Despised or Disorganised? Reflecting on Blue Labour | Edward Anderson
A decade on from Blue Labour architect Maurice Glasman being made a Life Peer, Edward looks back on a movement that never managed to fulfil the undoubted promise.
Time flies. I recently saw the article by Poppy Cockburn here about whether Labour is a viable vehicle for social conservatives and I was reminded that a decade ago, a most unlikely man was finding a way into the House of Lords. Or as Maurice himself would call it, “A place for those who have committed terrible crimes.”
It was an incredible rise for the chain-smoking Jewish Spurs fan, who up until then had been a relative obscure academic quietly doing some fantastic work in community organising. Of note was his work campaigning for a family wage within some of the poorest immigrant groups in London, a campaign that would morph into the Living Wage the UK sees today.
By the time I first met him in 2013, he had already been excommunicated from polite circles for his left-wing views on immigration (as in, he wasn’t a massive fan of allowing businesses to have a completely unlimited supply of labour) and for this he would be condemned. Those who had been sniffing around (including, hilariously, the at least two-time advertiser of unpaid internships and all around liberal Chuka Umunna) were quick to distance themselves and it looked like the road had run on this project. In many ways though this represented a release for Glasman, who was now unconcerned about needing to stick to the ‘correct’ line and started to draw a circle of others who were looking for a home.
People like Phillip Blond, whose excellent book Red Tory contained many of the ideas that Blue Labour would come to draw on, but had seen his philosophy side-lined after the 2010 election; or David Goodhart, who had found himself described as a “liberal Powellite” back in 2004 by Trevor Phillips (himself convicted of ‘wrong think’ since) for suggesting that too much diversity undermines the foundations on which left-wing politics is built. By 2013, Goodhart had crossed the Rubicon with his book The British Dream and had become persona non grata in the polite dinner circles he used to swim in.
From my perspective, I had come at this from my working-class background and a rather unhealthy obsession with fan owned football clubs. The great power of Maurice was he provided a language for those of us who had read our labour history, wanted the ‘good life’ to be possible for people who weren’t well off but had no desire to sign up to the right-wing liberalism of the modern progressive.
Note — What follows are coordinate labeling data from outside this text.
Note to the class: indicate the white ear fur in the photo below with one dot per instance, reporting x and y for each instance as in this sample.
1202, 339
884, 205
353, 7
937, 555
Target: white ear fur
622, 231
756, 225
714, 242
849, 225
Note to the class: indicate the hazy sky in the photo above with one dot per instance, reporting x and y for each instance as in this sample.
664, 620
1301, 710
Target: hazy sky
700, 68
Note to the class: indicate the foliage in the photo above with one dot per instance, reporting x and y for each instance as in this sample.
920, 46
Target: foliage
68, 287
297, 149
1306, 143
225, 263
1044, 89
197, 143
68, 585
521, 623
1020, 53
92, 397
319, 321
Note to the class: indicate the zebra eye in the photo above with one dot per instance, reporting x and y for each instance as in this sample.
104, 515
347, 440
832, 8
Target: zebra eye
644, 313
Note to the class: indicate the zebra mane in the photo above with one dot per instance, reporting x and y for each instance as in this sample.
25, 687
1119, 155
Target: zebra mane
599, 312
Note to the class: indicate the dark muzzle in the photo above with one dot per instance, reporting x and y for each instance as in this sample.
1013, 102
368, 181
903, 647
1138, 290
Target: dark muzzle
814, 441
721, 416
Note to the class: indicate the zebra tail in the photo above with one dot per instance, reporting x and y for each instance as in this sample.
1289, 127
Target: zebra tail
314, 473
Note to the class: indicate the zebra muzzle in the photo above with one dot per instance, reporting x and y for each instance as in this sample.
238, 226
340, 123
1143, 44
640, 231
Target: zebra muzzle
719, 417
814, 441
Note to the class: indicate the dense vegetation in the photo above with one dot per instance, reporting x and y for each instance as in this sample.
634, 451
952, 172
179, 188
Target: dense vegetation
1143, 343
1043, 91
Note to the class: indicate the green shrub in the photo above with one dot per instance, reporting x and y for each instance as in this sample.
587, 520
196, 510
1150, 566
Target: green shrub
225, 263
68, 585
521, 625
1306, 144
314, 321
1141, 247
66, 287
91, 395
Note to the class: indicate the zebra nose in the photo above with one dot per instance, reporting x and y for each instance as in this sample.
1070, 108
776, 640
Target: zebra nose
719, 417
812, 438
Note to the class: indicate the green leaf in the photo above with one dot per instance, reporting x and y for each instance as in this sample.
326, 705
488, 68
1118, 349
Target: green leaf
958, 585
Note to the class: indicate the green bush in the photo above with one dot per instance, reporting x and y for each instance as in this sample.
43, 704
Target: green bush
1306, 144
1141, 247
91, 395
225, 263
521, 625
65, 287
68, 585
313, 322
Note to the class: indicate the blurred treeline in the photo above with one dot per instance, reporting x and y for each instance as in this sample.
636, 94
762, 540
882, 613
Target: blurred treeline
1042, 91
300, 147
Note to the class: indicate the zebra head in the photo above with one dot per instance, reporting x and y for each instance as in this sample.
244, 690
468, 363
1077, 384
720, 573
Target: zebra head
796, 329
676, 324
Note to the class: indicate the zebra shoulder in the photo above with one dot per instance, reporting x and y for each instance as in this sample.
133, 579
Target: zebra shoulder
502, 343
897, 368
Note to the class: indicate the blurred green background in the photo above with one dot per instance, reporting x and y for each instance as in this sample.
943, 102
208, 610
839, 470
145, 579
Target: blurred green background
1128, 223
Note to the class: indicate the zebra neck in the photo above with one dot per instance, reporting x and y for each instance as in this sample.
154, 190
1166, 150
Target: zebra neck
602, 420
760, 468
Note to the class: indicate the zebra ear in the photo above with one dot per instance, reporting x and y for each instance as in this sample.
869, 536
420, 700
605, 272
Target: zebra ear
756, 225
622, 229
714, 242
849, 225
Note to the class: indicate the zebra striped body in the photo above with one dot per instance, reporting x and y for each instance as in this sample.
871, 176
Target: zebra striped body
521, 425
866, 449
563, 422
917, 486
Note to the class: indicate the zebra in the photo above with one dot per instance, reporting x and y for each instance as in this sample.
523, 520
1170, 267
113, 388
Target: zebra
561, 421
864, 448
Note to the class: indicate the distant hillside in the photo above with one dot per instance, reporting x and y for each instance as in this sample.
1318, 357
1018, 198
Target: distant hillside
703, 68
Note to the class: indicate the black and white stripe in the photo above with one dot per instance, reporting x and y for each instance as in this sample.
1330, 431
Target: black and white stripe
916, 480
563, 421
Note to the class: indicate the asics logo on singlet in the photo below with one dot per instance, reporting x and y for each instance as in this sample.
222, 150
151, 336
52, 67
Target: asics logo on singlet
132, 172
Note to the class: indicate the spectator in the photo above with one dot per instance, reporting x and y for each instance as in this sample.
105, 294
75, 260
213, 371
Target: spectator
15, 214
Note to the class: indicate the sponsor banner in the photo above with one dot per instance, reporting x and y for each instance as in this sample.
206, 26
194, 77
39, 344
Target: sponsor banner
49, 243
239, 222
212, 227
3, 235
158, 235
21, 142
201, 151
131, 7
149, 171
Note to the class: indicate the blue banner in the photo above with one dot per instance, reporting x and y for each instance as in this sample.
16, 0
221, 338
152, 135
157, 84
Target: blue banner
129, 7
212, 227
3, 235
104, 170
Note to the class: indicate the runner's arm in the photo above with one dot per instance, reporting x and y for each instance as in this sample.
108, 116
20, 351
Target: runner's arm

It was just remarkably refreshing to have Maurice, as a House of Lords member come out and say: No, people aren’t evil scum for wanting to have a sense of stability and yes, there was more to left-wing politics than Polly Toynbee. It was as if someone had brought to life the pages of Jonathan Rose’s The Intellectual Life of the British Working Class (read it) and it was chain smoking its way to creating a genuine space in the Labour Party for us again. So, what came next?
In honesty, nothing. At least nothing tangible and in many ways, the criticisms that Blue Labour made of the Labour Party (a lock out for those not living or working in London and obsessed with theory over action) were just as evident in Blue Labour. It was quick to identify the problems but where was the call to action that declared we are taking this a step further? That yes, we are going to start to support people (I don’t mean financially) who want to be Labour Cllrs and this is a real attempt to build up a place in the party where those now described as ‘somewheres’ can flock. Sadly, whilst your average bloke at 1874 Northwich was out there doing Blue Labour politics without realising it, Blue Labour was stuck in the seminar hall.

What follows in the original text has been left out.